Accueil Actu

La biodiversité, un tout relié comme les mailles d'un pull

Derrière le mot obscur de "biodiversité" se cache tout simplement "la partie vivante de la nature", explique le biologiste Gilles Boeuf, qui décrit un système interconnecté comme les mailles d'un pull.

"Tout se tient" alors "arrêtons de croire qu'il y a un humain et à côté une nature", poursuit l'ex-président du Muséum d'histoire naturelle, à la veille de la présentation par Nicolas Hulot de pistes pour protéger ce monde du vivant.

Q: Qu'est-ce que la biodiversité ?

R: "C'est la partie vivante de la nature. D'ailleurs souvent, je dis +le vivant+: vous, moi, vos bactéries, toutes les cellules qui nous entourent. On connaît environ 2 millions d'espèces vivantes aujourd'hui, tout compris: les bactéries, les micro-algues, les levures, les champignons, les plantes et les animaux. Et on sait qu'il y en probablement dix fois plus, on ne connaît qu'une mince fraction de ce qui existe.
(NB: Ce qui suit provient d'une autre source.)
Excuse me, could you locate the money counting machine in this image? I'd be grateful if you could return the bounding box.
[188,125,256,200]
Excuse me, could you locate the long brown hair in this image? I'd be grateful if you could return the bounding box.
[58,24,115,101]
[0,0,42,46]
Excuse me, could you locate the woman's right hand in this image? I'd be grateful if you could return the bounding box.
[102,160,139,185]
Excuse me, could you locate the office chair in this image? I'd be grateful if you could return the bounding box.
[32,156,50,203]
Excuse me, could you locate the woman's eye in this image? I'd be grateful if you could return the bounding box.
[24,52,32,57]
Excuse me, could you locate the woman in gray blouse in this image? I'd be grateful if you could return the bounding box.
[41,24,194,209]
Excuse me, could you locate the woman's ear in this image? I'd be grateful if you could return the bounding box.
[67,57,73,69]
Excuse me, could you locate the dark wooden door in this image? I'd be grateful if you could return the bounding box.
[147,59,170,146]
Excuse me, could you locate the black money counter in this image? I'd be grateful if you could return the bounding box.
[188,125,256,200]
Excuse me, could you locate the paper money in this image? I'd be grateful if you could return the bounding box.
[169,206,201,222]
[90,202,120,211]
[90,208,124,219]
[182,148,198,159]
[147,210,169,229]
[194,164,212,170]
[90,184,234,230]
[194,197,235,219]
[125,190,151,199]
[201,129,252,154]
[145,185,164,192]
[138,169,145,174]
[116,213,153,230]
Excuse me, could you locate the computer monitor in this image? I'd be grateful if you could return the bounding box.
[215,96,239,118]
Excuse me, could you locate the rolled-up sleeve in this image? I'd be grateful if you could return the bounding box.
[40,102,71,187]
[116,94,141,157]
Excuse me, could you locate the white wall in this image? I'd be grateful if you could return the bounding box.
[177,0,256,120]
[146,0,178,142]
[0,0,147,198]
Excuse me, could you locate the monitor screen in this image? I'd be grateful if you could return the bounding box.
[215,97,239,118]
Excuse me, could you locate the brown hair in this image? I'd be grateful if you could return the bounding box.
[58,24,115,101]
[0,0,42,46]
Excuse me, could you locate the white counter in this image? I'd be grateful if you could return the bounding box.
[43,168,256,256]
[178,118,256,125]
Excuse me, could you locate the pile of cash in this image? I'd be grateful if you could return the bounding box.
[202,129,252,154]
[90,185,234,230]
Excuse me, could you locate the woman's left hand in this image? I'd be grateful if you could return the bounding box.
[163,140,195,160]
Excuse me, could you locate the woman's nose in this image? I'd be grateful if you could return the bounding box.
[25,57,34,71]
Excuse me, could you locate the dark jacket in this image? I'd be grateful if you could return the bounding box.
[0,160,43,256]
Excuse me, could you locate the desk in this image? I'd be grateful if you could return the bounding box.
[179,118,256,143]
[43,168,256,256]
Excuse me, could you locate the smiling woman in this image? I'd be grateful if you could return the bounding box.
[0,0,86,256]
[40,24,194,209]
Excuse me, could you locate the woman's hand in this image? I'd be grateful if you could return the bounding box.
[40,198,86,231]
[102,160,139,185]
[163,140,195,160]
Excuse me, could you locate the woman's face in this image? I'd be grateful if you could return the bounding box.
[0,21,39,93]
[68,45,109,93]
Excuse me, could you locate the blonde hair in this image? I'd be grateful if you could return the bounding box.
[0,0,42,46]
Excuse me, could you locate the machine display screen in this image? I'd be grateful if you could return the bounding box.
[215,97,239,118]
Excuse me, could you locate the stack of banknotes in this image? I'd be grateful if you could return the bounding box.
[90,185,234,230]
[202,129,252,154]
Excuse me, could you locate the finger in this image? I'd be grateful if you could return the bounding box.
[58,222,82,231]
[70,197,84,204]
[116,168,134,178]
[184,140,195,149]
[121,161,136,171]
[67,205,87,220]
Quand la Terre s'est créée, il y a eu une nature, des tremblements de terre et des volcans, du vent, un océan. Et la biodiversité, c'est quand la première cellule vivante apparaît dans l'océan ancestral.

La biodiversité a toujours été faite d'espèces qui apparaissaient et qui disparaissaient mais le problème actuel, c'est que ça va trop vite. Il y a eu des grandes crises à certains moments avec des événements extérieurs terribles, comme d'énormes volcans. Mais aujourd'hui, c'est l'humain: c'est la première fois qu'une espèce parmi les 2 millions est responsable".

Q: A quoi ça sert, la biodiversité ?

R: "Je répondrais par une boutade: et nous, on sert à quoi ? Ça sert simplement à organiser le système Terre. Et à nourrir les humains. Il y a une valeur fantastique là-dedans, mais on ne la reconnaît pas. Si la biodiversité se dégrade trop, on partira avec, et notre économie aussi. L'agriculture est impensable sans biodiversité, la santé publique est impensable sans biodiversité.

Mon maître (le biologiste) Robert Barbault disait +vous faites un beau pull over au tricot puis vous coupez une maille et vous commencez à tirer sur un bout de fil de laine+. Tout va partir, je ne sais pas ce qui partira en premier ou en dernier, mais tout se tient. Ça veut dire que si telle espèce disparaît, il y aura forcément un impact sur le reste".

Q: Comment faire passer le message ?

R: "L'éducation est importante. Comment être capable de toucher chaque individu, pour qu'il réfléchisse à ça, que si le tissu vivant se désagrège, il partira avec. On ne peut pas y échapper, on est dans le vivant, on en fait partie, arrêtons de croire qu'il y a un humain et à côté une nature. Ce qui est grave aujourd'hui, c'est l'enseignement qu'on fait aux enfants, et le mode de vie qui les coupe de cette nature biologique. Les gens ont peur d'aller faire un tour dans l'herbe aujourd'hui, c'est fou ! Dans les grandes villes du monde, on va oublier ces relations avec la nature, et il faut le rappeler en permanence. Il ne faut pas non plus faire de catastrophisme, parce que les gens en ont marre, et on s'adresse à des jeunes qui ne sont pas responsables de la situation actuelle".